弟が生まれてから、両親はよく喧嘩をするようになった。前まではとても仲が良かった、ように見えていただけなのかもしれないけれど。夜、お金のこと、子供のこと、仕事のこと、家庭のこと。色んなことで喧嘩をしていた。その声が何より怖くてたまらなかった。早く、早く眠りにつこうと必死に目を瞑っても、恐怖には勝てなかった。
喧嘩が終わると、母は決まって私の部屋に来る。泣きながら、抱きついてきて、父の愚痴をこぼす。父と2人になることはそうそうないが、たまに2人きりの車内で父も母の愚痴をこぼすのだ。ましてや、母方の祖母まで、私の父を悪く言う。
私はそういう両親が嫌いだった。でも、好きだった。そんな毎日を繰り返していくうちに、私にとって両親は、「感謝はしているけど、尊敬はできない存在」へと化した。
私は慣れている。何度も何度も同じことがあったから、私は私の対処の仕方を知っている。でも弟は知らない。見たことがない。理解ができない。
ことある事に母に連れられる家族での外食後に、決まって両親が喧嘩すること。今両親が何を思い、何をぶつけているのか。弟は何も知らないのだ。私は弟を守らなきゃならない。まだ5歳の無垢な弟を、傷つけてはならない。
そう思って私はいつも、両親の機嫌が悪くなると弟と部屋で遊んでいる。今日は、ちょっと、遅れてしまったけれど、同じことをした。
すると、母も来た。母も、私の部屋に来た。喧嘩は終わったのか?父はまだ怒っているみたいだけれど。
予想外の展開に口がふさがらない。まぁ、いいか、と弟をなだめた。
しばらく時間が経って、父が会社に行かなければならなくなった。皆で見送りに玄関に行く。我が家の決まりだ。
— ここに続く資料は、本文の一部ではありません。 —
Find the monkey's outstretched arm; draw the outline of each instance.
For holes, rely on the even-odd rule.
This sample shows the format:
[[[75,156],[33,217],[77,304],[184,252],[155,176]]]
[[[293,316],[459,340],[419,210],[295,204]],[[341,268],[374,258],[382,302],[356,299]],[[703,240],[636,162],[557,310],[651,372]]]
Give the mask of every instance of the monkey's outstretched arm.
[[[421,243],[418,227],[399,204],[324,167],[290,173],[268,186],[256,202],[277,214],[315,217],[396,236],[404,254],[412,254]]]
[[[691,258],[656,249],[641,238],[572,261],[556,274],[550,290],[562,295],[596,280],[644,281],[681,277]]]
いかにも不機嫌そうな顔の父は、荷物をまとめる際、物に当たっていた。こんな父は見た事がなかった。更に、家を出る寸前、突然大きな声で
「俺裏切ってねぇから。こっちの気持ちもわかってくれよ。」と吐き捨て、家を出た。
───父はそれっきり、帰ってくることはなかった。
別れは、あまりに突然で、衝撃的で、私の心は受け止められなかった。
あの時、私に何ができたのか。私がもっと早く気づいていれば、いや、父に弟を頼まなければ、こんなことにはならなかったのか。
それとも、もっと根本を辿るべきなのか。両親が崩れたきっかけはなんなのか。
まだ子どもな私にはわからなかった。ただ、自分を責めることしかできなかった。
悶々とした思いは永遠に私の中で渦を巻いた。
蝉の声が鳴り響く、夏の暑い日だった。